The volunteers were kept busy.  They had 2,000 toothbrushes donated and Steve and Cindy Lowe purchased toothpaste and combined them in a package with a neat bow and gave them to the children in the hospital and in the orphanages.  They were taught how to brush their teeth and encouraged to do it twice a day.  They also visited a home for At Risk Children, Let us Care Foundation, run by Erna Vinkers.  She is a Rotarian and was a great help.  Rotary of Antique was wonderful in planning the mission and getting the equipment to the hospital and looking after us during the mission.  They organized a great dinner.  The Governor also had a dinner for us.

Each child received a laminated sheet of the pre and post operative photo of themselves.  It was a very special souvenir.  The patients and the parents loved it.  Many were overwhelmed.  Many had never seen photos before and the joy and gratitude were palpable.
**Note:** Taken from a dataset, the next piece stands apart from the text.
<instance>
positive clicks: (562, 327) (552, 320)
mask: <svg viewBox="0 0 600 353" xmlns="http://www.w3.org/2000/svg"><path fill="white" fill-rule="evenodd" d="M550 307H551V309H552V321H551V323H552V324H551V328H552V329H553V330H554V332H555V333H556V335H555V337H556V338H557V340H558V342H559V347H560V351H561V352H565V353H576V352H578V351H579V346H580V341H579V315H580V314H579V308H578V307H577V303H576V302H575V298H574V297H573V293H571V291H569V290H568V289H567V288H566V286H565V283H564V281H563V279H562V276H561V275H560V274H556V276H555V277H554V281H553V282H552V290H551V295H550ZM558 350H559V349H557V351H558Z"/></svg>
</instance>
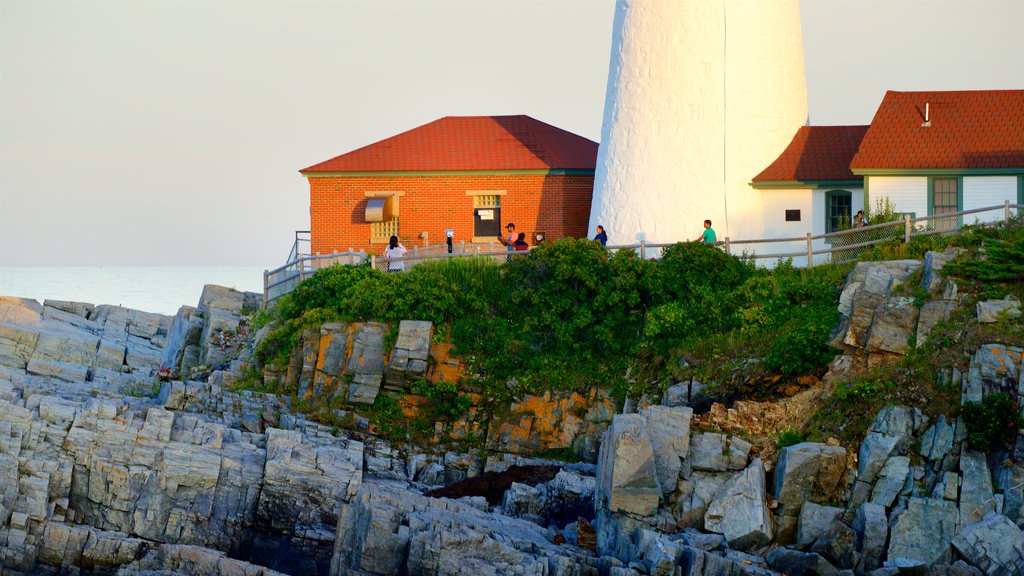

In the week we operated on 80 patients.  This mission had a great impact on all these patients.  Their parents were so appreciative.   It seemed that every member of the volunteers of Mending Faces had a wonderful time and were glad that they had joined the mission and visited Philippines to give of their time free of charge to help the poor children.  Jay and Donna Lavigne were wonderful in the way they organized the mission flawlessly.  For me it was a special pleasure since it was my 20th mission and a joy to work with my school friend David Charles.  We were at school together since the age of 10 and at university together and he taught me how to ski.  David Charles and Mimi Wong were the co-founders of Mending Faces.   It was also a special pleasure to meet a co South African, Tony Soboil.  He is the son of a lady who had her hair done by my father and then my brother in Cape Town for 50 years and I remember shampooing her hair when I was a little boy helping my father in the hairdressing salon.